UOHS 2017 - 2nd Place Elevator Pitch Winner 


Formins are putative actin polymerization proteins involved in several actin-dependent processes, including cell migration, stress fiber formation, and formation of the cytokinetic ring. Though many members of the formin family have been characterized in terms of their structure, function, and regulatory roles, the mammalian formin known as FHOD3 (Formin Homology Domain 2 Containing 3) has been one of the lesser-studied members, with much information about its biological roles still to be uncovered. Our lab has previously observed that knocking down FHOD3 in vitro disrupts endothelial cell adherens junctions (a form of cell-to- cell connection), resulting in a more porous cell monolayer. Given that endothelial cells form the single-cell lining of blood capillaries, this finding implicates FHOD3 in the control of cell permeability by way of adherens junction remodeling. FHOD3 in its resting state is autoinhibited by forming a head-to- tail loop structure, therefore our lab has created a constitutively active form of FHOD3 by removing part of the C-terminus, in order to further study its activities in the cell. We plan to employ a BioID screen, whereby the constitutively active version of FHOD3 will be fused with a promiscuous biotin ligase (BioID), allowing FHOD3-BioID to biotinylate any proteins with which it interacts following transfection and expression. All biotinylated proteins will then be immunoprecipitated and analyzed by mass spectrometry to obtain a list of FHOD3-interactors, providing insight into potential regulatory interactions of FHOD3 in the context of adherens junctions. This insight will improve our current understanding of regulation of endothelial cell permeability at the level of adherens junctions, and possible models of dysregulation in diseased states, such as in atherosclerosis.

Lucia Chehade

UOHS 2017 - 3rd Place Elevator Pitch Winner 


Characterized by insulin resistance in targeted tissues followed by a decrease in insulin production due to B-cell failure, type 2 diabetes (T2D) is responsible for 90% of diabetic cases.
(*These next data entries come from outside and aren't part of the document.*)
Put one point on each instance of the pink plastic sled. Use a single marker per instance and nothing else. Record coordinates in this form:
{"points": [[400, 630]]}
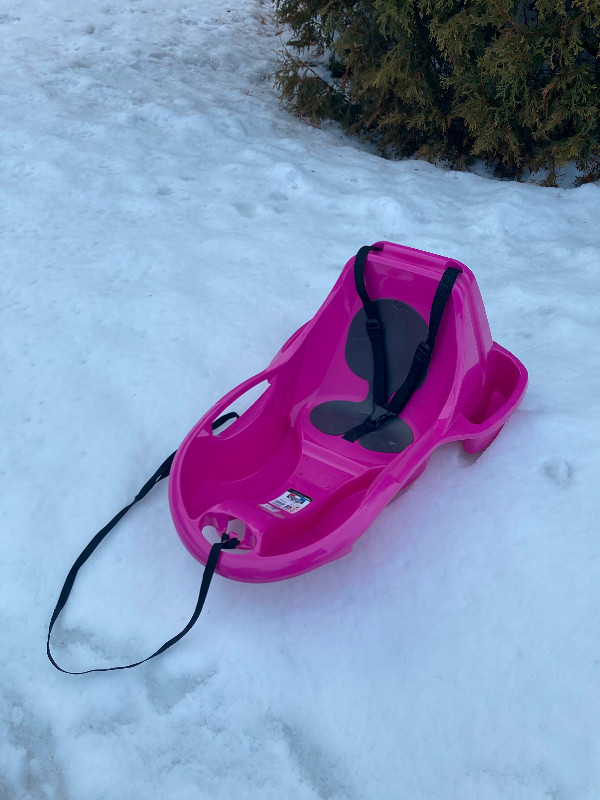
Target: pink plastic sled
{"points": [[307, 468], [357, 401]]}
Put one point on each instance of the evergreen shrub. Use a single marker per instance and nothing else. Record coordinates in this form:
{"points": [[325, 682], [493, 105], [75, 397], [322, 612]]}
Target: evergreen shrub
{"points": [[516, 85]]}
Depression is an important comorbidity of T2D and it is present in more than one fourth of people diagnosed with T2D. The causes leading to the development of depression in individuals diagnosed with T2D remain unknown. Psychosocial factors (psychological vulnerability and quality of interpersonal relationships) and biological disarrangements such as sub-chronic inflammation, oxidative stress and mitochondrial dysfunction could explain this comorbidity since these factors are involved independently in both diseases. This study aims to identify the psychosocial, biological and behavioural disturbances that could explain the presence of the comorbidity type 2 diabetes–depression.